中学時代から、本気で教師になろうと思っていたから、将来の目標としての芯は、今の俺とほとんど変わらない。ずっと将来は教職に就くことを目指してきた。その気持ちが変わったことはない。

高校を卒業して大学生になり、環境が劇的に変化した。高校までの狭い社会で形成される濃密な人間関係を大学で望むことは難しく、社交性に大きく欠ける俺にとってはとても嫌な環境だ。それを表に出すことはないし、大学の友達もいるから、話すことには事欠かないし、笑うことだってある。でも、そこには人格を完全に表に出した付き合いはなく、話と言ってもテストのことや世間話ばかりで、もっと大切なことを話すことはほとんどない。本気で悩みを相談できるのは(と言っても俺の場合は相談しないことが多いけど…)中学・高校で仲の良かった連中だけだ。

それから部活がなくなった。早稲田で部活をやりながら勉学に励むことは俺には無理だと思ったので、部活は諦めた。サークルで本気でやるというのもあるのだけれど、やっぱり部活とは違う。何が違うのかといわれれば、明確な答えには困るのだけれど、違和感を大きく感じるから、やる気がおきてこない。
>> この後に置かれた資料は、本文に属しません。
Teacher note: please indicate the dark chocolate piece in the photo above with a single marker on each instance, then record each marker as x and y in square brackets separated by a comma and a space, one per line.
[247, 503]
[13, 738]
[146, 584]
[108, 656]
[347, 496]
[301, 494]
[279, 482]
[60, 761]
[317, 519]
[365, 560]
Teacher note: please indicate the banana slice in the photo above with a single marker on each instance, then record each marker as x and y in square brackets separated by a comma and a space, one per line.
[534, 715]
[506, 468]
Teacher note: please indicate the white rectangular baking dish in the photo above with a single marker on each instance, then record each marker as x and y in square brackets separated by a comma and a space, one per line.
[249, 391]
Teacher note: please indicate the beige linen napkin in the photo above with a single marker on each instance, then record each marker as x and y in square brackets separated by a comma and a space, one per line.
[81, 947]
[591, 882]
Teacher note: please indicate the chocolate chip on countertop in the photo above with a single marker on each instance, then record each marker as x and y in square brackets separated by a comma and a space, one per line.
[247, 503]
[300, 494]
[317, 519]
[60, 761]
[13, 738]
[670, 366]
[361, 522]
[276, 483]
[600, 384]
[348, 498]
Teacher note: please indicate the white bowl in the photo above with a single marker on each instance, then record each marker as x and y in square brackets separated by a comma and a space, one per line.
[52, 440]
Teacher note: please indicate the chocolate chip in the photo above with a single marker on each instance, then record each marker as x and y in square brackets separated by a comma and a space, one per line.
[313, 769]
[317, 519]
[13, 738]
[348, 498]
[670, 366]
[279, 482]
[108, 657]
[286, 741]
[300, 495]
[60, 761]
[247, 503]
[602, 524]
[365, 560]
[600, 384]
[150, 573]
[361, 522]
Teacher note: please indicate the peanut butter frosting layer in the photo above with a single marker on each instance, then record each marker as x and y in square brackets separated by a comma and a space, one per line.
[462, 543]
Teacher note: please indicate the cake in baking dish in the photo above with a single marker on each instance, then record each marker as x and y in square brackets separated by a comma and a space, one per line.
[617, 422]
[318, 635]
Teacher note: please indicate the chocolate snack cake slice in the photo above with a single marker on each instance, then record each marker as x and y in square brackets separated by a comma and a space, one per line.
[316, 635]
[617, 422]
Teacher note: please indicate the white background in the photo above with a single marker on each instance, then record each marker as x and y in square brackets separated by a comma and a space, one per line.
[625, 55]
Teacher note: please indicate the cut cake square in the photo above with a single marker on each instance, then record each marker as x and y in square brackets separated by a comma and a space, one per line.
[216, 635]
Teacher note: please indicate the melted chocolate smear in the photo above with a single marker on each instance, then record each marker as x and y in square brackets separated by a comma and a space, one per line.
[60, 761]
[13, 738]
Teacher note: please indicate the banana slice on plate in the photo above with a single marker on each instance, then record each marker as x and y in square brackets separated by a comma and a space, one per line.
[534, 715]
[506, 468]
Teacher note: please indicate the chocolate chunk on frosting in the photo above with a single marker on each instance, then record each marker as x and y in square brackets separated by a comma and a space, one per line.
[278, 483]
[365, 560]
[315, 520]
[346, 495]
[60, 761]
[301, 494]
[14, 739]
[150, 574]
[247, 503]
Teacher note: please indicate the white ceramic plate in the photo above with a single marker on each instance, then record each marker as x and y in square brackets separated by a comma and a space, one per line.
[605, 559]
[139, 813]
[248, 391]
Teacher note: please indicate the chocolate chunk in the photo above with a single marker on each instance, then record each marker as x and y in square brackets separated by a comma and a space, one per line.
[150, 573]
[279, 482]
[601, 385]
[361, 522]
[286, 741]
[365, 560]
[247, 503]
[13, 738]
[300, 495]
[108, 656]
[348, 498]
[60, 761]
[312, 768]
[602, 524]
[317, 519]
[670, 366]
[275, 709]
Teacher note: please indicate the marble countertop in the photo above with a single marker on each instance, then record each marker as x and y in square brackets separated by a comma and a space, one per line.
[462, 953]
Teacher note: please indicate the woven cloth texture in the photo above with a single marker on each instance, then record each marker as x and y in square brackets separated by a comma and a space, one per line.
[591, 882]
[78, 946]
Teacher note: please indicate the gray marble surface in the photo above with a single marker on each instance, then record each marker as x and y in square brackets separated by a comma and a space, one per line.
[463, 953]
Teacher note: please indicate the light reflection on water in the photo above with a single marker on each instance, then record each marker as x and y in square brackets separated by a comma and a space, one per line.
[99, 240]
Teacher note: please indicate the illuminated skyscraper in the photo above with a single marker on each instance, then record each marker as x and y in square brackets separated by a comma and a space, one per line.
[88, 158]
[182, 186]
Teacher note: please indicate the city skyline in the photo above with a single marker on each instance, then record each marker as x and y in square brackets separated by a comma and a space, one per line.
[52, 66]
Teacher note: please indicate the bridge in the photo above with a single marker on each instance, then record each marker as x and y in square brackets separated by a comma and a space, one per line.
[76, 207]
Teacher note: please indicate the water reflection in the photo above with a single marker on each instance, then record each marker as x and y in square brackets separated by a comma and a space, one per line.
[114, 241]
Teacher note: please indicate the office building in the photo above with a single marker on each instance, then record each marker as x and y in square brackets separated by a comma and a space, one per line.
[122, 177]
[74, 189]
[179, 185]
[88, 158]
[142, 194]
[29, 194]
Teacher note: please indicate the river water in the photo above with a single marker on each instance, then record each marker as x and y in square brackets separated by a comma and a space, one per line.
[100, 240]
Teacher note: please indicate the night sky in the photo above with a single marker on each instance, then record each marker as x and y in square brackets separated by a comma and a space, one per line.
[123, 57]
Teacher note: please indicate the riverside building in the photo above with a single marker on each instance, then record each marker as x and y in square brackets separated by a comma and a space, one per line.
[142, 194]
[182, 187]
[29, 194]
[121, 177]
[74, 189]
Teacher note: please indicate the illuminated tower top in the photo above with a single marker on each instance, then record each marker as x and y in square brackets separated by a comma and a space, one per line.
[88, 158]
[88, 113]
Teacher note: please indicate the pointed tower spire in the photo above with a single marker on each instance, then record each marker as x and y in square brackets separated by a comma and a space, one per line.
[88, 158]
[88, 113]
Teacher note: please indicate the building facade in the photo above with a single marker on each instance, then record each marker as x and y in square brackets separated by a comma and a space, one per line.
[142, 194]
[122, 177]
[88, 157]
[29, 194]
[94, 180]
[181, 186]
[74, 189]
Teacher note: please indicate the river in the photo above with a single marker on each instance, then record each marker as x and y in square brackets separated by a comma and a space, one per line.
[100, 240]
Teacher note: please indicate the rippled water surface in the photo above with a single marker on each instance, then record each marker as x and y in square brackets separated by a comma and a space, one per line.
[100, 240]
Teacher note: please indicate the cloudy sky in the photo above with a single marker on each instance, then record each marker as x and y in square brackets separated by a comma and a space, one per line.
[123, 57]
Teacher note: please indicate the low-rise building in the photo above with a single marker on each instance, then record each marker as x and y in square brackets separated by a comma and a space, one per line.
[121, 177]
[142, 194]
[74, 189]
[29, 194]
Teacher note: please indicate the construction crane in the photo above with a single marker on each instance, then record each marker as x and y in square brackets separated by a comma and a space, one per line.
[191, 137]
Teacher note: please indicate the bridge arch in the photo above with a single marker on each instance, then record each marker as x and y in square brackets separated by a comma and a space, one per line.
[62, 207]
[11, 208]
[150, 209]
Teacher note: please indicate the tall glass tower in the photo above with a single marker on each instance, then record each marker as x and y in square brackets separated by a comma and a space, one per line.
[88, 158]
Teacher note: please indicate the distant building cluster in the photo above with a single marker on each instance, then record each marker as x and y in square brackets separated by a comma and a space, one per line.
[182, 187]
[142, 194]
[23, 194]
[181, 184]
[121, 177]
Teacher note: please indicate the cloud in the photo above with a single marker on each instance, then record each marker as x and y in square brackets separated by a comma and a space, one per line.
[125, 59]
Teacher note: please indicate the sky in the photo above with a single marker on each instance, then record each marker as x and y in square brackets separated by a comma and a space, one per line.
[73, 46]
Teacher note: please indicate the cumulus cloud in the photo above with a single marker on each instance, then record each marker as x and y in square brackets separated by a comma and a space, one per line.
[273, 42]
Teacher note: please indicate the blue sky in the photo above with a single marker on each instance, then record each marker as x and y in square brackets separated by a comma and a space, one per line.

去年、付き合ってた人と別れた(こういうところがまずいんだな…)。それまで俺は彼女を何度も裏切ってきてしまったし、傷つけてきてしまった。だから、それは仕方のないことだったかもしれない。今更後悔してもどうしようもないのだが、後悔してしまう。何を後悔するのかというと、別れてしまったこと自体じゃなくて、付き合ってたときの俺自身のことだ。

大学が始まって、俺の性質と大学の性質が合わないことがわかってきても、その人と付き合っている間は辛くなかった。今のように疲れてしまうこともほとんどなかった。大学が俺にとって如何につまらないものであり、部活がなくなって打ち込むものがなくなり、人間関係に不満を持っていたとしても、その間は平気だった。そのことに、今までは目を背けてきていた。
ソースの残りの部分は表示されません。